Transaction API for DB Transactions (!406) · Merge Requests · gargantext / haskell-gargantext

Transaction API for DB Transactions

This MR is a work in progress towards #411, to model our DB operations in a transactional way. @cgenie I'm trying my best as part of this MR description to state the problem and the solution, hopefully it will ease the review of this.

Problem description

Before this MR, our queries and updates were not "composable" when it came to ACID, let me give you an example. Let's consider:

pureQueryExample :: HasNodeError err
                => NodeId
                -> User
                -> DBCmd err (Node JSON.Value, UserId)
pureQueryExample n u = do
  nodeToCheck <- getNode n
  if (fancyField $ nodeToCheck == 42) then updateUser u ... else getUserId u

Our GGTX queries were not running DB operations like getNode and updateUser in a single PG transaction, meaning that in a highly concurrent environment we could be reading Node n and by the time we get past the successful check, into the then branch, some other actor might have modified fancyField of Node n, meaning we would be running a destructive operation (an update) or a precondition that has now been violated.

Not only that, but our "runners" had the wrong granularity: we had functions like runPGSQuery , execPGSQuery & co which would all run in the same monad DBCmd, meaning we couldn't have the type system enforce that they all compose together in a single transaction, unless we deliberately tried to do so, which is very error prone as it's enough to forget putting a withTransaction at the top or, worse, using too many withTransaction leading to deadlock (AFAIK, in PG you can't nest transactions).

Solution

The solution I came up with is an API that does a few things:

It distinguishes DB reads from DB writes, so that we can make decisions based on that (see later);
It allows DB operations to be composed;
It actually "fires" the DB operations only when we call runDBQuery or runDBTx, and these evaluators also ensures that we call withTransaction only in once place, at the right time.
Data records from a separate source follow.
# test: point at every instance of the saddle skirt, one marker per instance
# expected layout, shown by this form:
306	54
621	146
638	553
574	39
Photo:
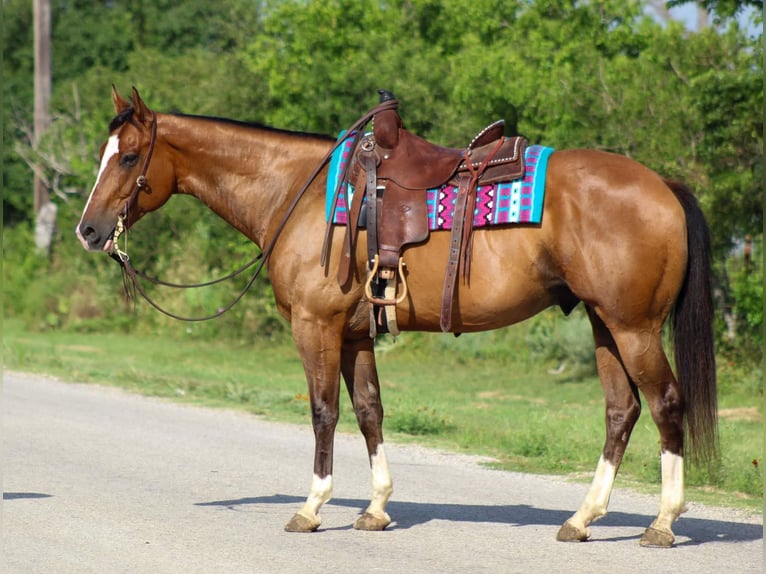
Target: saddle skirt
502	203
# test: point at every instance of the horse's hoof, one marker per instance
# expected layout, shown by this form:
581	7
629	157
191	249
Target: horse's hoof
657	538
370	522
301	523
570	533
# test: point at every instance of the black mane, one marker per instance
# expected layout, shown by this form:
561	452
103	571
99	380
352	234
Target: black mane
127	115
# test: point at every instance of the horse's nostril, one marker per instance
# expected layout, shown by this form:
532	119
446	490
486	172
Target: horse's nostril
89	233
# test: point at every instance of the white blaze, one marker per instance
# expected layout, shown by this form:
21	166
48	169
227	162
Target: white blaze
112	148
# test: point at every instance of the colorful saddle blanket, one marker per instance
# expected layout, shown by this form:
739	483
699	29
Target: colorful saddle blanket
518	201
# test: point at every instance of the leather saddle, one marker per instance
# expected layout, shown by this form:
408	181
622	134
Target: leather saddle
394	168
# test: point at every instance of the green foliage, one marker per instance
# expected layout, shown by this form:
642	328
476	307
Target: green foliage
419	422
565	73
563	343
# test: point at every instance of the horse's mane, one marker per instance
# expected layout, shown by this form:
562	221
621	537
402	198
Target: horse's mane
127	115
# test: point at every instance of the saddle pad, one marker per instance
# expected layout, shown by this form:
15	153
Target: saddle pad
518	201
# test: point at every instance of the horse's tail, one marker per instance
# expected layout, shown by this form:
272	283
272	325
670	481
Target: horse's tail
693	335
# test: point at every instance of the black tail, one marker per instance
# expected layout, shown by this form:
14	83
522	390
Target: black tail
693	336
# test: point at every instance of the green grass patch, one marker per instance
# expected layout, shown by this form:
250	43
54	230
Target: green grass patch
459	394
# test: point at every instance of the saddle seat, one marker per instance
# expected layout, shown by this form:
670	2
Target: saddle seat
396	168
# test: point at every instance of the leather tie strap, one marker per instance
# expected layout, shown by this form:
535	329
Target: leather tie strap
456	240
370	167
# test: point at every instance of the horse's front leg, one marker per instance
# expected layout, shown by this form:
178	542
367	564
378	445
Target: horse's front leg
361	376
319	346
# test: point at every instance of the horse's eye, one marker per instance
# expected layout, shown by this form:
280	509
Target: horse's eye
129	160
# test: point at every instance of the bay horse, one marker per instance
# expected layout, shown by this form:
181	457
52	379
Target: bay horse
633	247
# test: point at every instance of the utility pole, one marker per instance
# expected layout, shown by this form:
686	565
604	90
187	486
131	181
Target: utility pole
45	210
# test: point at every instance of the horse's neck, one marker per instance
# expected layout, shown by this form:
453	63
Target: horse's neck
247	175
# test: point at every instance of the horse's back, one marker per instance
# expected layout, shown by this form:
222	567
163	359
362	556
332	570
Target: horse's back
616	231
612	234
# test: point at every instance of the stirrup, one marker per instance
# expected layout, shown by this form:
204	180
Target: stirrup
371	275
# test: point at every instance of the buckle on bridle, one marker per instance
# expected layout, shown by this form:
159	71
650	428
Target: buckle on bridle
115	252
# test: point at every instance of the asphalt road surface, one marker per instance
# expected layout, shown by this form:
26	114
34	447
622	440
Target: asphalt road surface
99	480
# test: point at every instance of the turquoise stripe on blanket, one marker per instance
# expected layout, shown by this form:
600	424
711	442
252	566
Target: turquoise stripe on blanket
519	201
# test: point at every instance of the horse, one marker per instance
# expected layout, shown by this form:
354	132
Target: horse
633	247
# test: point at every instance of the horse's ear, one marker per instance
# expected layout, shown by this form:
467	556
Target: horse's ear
140	111
120	103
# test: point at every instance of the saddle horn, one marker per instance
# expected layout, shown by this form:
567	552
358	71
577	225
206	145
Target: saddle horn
386	124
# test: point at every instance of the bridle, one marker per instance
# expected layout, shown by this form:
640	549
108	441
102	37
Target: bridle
130	274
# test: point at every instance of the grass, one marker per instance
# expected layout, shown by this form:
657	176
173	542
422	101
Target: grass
458	394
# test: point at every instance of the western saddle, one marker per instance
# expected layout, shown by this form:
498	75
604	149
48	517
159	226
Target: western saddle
391	170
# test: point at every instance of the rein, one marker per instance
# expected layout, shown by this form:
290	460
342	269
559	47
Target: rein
130	274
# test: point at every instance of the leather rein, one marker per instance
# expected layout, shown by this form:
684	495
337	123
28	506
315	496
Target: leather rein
131	275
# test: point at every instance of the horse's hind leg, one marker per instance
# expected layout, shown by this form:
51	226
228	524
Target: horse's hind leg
361	376
648	366
622	411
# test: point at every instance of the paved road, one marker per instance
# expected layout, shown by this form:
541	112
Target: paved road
98	480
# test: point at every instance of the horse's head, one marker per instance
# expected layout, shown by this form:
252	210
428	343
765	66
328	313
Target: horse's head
133	178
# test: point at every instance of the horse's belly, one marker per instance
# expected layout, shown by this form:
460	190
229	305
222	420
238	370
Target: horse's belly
503	286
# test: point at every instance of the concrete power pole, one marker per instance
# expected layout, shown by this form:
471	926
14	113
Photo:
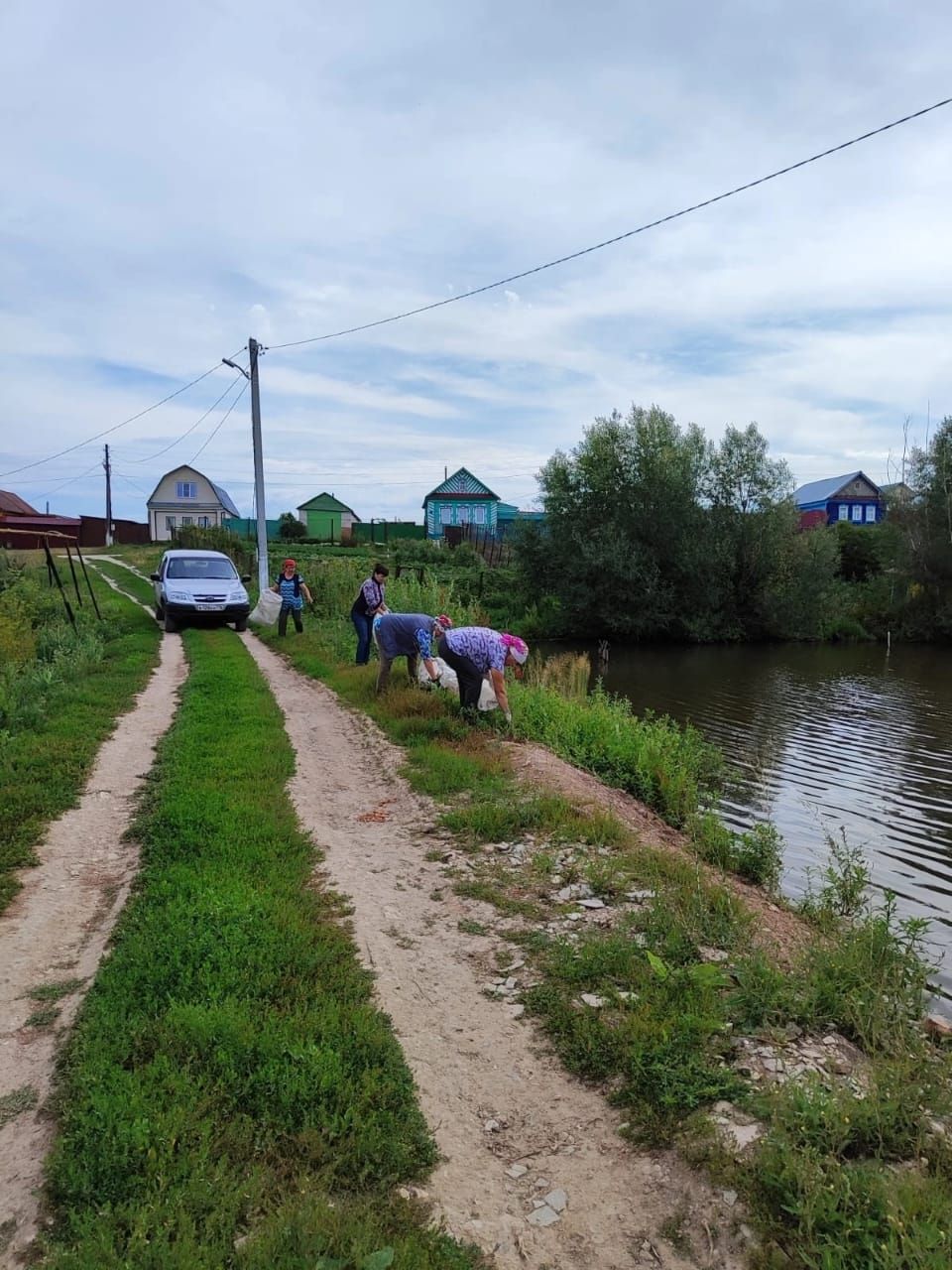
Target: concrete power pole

Regarding 1. distinguishing reads from writes is nice for a couple of reasons:

We can't accidentally mix updates and reads

If we try to write:

pureQueryExample :: HasNodeError err
                => NodeId
                -> User
                -> DBCmd err (Node JSON.Value, UserId)
pureQueryExample n u = runDBQuery $ do
  nodeToCheck <- getNode n
  userIdCheck <- getUserId u
  shareNode (SourceId $ _node_id nodeToCheck) (TargetId $ _node_id nodeToCheck)
  pure (nodeToCheck, userIdCheck)

We would get:

src/Gargantext/Database/Transactional/Example.hs:35:3: error: [GHC-83865]
    • Couldn't match type ‘Gargantext.Database.Transactional.DBWrite’
                     with ‘Gargantext.Database.Transactional.DBRead’
      Expected: DBTx err Gargantext.Database.Transactional.DBRead Int
        Actual: DBUpdate err Int

This is because we are trying to run a query but we have sneaked in a DBUpdate, so the type system rejects that

We can bundle queries into `read-only` PG transactions

Postgres supports "Read-only" transaction, which IIUC are a sort of "lighter" transactions, and we can exploit this, thanks to the fact that the type system will ensure we are calling runDBQuery on read-only operations.

Where do we go from here?

Assuming the approach makes sense, this is a WIP MR because this just specs the API, but it doesn't actually use it. In order to benefit from this, we should:

Convert existing DB operations using this API. I have sketched out a few examples in the Transactional.Example module;
We should add tests, to ensure that the DB operation still works and that we get genuine DB rollbacks if an exception in thrown;
Deprecate and remove old runners like runPGSQuery & co.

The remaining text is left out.